The information and statistical data contained herein have been obtained from sources, which we believe to be reliable, but in no way are warranted by us to accuracy or completeness. We do not undertake to advise you as to any change in figures or our views. This is not a solicitation of any order to buy or sell. We, our affiliates and any officer, director or stockholder or any member of their families, may have a position in and may from time to time purchase or sell any of the above mentioned or related securities. Past results are no guarantee of future results.

This report includes candid statements and observations regarding investment strategies, individual securities, and economic and market conditions; however, there is no guarantee that these statements, opinions or forecasts will prove to be correct. These comments may also include the expression of opinions that are speculative in nature and should not be relied on as statements of fact.
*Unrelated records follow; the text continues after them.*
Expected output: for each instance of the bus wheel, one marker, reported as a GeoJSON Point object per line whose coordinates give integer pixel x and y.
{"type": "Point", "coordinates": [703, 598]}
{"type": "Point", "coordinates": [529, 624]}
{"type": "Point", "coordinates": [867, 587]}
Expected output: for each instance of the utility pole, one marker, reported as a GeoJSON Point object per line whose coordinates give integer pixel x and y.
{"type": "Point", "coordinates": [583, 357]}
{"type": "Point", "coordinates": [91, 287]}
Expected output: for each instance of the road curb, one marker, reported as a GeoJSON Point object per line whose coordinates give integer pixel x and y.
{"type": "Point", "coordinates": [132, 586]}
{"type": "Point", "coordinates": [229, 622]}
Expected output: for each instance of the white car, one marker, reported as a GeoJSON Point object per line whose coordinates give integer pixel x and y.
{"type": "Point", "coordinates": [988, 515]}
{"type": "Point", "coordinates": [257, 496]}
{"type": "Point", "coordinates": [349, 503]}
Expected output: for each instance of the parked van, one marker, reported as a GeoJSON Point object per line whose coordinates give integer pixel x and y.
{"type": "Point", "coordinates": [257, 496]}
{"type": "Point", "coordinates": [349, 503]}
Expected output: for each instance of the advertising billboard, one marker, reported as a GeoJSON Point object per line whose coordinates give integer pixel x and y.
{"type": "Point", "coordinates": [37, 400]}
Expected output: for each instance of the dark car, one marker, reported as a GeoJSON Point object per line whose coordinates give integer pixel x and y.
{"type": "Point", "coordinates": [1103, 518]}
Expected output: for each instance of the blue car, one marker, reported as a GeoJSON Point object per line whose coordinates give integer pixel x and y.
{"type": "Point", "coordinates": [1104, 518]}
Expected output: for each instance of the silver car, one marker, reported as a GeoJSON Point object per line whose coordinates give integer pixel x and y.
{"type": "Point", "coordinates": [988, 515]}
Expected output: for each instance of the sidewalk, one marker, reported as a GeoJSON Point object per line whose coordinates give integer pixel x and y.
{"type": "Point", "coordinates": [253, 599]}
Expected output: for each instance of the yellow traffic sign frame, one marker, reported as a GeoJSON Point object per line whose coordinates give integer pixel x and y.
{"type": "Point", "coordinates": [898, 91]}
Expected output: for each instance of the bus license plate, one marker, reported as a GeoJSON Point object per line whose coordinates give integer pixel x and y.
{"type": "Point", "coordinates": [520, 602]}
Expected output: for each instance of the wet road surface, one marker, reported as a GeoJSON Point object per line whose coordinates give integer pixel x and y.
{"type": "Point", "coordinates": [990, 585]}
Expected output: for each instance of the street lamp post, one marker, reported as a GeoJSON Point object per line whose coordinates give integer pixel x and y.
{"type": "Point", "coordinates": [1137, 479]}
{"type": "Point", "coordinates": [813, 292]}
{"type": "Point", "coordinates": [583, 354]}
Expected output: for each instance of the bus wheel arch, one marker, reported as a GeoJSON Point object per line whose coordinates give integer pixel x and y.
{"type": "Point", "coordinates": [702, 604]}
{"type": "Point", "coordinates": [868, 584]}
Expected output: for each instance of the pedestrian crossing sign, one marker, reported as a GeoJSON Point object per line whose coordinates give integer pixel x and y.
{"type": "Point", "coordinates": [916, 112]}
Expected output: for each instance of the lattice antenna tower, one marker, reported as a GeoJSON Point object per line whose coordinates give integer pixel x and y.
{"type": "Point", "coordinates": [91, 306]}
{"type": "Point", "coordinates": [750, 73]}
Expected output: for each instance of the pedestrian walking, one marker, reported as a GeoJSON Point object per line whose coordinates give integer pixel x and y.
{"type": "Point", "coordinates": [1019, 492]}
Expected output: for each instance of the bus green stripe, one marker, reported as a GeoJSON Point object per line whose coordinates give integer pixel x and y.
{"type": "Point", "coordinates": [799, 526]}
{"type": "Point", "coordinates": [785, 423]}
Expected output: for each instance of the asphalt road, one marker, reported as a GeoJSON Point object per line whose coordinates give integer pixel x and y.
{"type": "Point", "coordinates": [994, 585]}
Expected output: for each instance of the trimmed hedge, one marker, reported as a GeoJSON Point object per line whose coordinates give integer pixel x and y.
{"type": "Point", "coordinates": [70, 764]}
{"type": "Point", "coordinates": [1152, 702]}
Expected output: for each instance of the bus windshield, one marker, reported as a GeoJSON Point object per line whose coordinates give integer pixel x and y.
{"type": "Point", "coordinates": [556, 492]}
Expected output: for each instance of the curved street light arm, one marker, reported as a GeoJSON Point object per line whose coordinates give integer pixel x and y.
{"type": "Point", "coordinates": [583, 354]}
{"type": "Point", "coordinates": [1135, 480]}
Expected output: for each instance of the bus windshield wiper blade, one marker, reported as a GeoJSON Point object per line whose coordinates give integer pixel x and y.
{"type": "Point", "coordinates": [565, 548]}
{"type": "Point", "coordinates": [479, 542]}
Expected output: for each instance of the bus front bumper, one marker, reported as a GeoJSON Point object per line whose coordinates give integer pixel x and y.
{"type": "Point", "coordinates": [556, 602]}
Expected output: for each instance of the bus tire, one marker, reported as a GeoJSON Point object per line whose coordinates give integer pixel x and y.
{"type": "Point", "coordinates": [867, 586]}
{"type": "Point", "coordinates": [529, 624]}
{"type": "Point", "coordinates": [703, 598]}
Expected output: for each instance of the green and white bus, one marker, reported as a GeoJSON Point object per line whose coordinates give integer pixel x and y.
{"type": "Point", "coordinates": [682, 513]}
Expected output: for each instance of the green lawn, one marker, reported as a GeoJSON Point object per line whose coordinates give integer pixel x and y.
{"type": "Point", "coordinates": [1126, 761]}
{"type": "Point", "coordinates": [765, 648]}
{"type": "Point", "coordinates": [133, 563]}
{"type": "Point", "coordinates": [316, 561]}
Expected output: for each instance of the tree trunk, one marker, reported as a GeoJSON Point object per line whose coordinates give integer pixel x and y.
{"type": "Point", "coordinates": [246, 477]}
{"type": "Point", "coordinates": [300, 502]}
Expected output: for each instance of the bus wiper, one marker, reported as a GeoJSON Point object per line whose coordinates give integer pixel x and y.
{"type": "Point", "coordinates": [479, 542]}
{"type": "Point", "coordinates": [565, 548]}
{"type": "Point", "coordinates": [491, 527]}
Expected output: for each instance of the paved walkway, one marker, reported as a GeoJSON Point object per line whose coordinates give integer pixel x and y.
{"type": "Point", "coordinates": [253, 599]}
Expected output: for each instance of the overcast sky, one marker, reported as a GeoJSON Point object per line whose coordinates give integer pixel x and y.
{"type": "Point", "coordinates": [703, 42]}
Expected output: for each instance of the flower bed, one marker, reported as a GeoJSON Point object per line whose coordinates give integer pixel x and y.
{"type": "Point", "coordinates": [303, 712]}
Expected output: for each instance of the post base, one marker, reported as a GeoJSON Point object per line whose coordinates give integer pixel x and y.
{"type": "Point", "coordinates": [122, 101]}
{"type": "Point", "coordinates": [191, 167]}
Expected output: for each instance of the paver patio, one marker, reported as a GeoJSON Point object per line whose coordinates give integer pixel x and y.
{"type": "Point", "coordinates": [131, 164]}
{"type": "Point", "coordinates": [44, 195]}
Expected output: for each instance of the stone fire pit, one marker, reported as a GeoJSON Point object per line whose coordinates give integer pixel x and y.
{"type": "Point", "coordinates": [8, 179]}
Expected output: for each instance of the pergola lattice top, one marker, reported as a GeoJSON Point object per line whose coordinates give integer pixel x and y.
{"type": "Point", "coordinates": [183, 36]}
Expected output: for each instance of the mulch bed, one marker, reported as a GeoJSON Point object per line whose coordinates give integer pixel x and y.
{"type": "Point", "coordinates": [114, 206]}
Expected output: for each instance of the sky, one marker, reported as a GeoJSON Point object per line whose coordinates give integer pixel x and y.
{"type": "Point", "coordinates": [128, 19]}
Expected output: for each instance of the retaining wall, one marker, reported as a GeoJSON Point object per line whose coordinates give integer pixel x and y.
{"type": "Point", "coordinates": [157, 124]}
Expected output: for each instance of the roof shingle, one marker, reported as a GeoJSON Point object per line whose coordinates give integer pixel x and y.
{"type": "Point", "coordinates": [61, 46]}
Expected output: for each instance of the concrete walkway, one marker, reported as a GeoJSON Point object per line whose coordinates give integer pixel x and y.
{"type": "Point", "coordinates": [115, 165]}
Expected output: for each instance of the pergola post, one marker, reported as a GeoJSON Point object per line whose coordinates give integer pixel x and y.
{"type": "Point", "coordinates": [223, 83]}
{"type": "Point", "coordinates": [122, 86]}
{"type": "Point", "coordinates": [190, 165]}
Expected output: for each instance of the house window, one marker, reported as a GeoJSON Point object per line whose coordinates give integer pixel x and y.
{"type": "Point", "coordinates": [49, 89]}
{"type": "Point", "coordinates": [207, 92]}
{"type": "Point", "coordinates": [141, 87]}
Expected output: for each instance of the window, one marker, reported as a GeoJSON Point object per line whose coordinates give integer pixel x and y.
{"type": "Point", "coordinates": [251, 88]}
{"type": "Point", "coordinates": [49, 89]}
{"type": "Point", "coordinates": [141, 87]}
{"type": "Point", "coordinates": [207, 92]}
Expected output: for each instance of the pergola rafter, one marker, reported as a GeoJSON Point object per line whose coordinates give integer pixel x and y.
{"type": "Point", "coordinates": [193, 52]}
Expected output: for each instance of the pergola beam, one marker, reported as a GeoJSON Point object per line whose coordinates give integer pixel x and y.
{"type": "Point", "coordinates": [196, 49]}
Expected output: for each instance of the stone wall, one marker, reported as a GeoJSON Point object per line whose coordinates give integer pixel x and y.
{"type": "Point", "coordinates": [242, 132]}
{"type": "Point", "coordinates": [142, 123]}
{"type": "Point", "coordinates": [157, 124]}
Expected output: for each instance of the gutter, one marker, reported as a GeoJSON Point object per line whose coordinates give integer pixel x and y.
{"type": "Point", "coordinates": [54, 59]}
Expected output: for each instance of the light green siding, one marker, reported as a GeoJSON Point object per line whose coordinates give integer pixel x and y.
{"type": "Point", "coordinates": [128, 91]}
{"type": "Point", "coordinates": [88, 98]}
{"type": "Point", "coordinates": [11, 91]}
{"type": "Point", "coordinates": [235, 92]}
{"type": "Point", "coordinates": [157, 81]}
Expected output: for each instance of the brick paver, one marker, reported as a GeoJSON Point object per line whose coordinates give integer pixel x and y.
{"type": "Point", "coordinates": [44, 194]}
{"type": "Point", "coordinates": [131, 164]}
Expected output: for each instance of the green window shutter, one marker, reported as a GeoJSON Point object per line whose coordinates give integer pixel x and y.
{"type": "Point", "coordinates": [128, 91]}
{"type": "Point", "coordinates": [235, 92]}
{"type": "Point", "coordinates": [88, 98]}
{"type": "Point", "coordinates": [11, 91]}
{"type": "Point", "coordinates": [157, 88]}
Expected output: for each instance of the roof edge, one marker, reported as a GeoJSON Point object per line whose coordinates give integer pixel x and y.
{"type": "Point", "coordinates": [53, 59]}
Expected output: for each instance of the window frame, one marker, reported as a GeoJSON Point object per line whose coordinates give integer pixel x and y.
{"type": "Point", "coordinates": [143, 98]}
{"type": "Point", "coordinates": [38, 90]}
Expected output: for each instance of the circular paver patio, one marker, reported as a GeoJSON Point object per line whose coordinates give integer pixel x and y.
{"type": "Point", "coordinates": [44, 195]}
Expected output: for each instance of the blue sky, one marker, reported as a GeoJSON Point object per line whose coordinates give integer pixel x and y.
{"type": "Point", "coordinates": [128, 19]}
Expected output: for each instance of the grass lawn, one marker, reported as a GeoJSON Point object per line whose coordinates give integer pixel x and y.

Wedgewood Partners is committed to communicating with our investment partners as candidly as possible because we believe our investors benefit from understanding our investment philosophy, investment process, stock selection methodology and investor temperament. Our views and opinions include “forward-looking statements” which may or may not be accurate over the long term.

Forward-looking statements can be identified by words like “believe,” “think,” “expect,” “anticipate,” or similar expressions. You should not place undue reliance on forward-looking statements, which are current as of the date of this report. We disclaim any obligation to update or alter any forward-looking statements, whether as a result of new information, future events or otherwise. While we believe we have a reasonable basis for our appraisals and we have confidence in our opinions, actual results may differ materially from those we anticipate.

The information provided in this material should not be considered a recommendation to buy, sell or hold any particular security.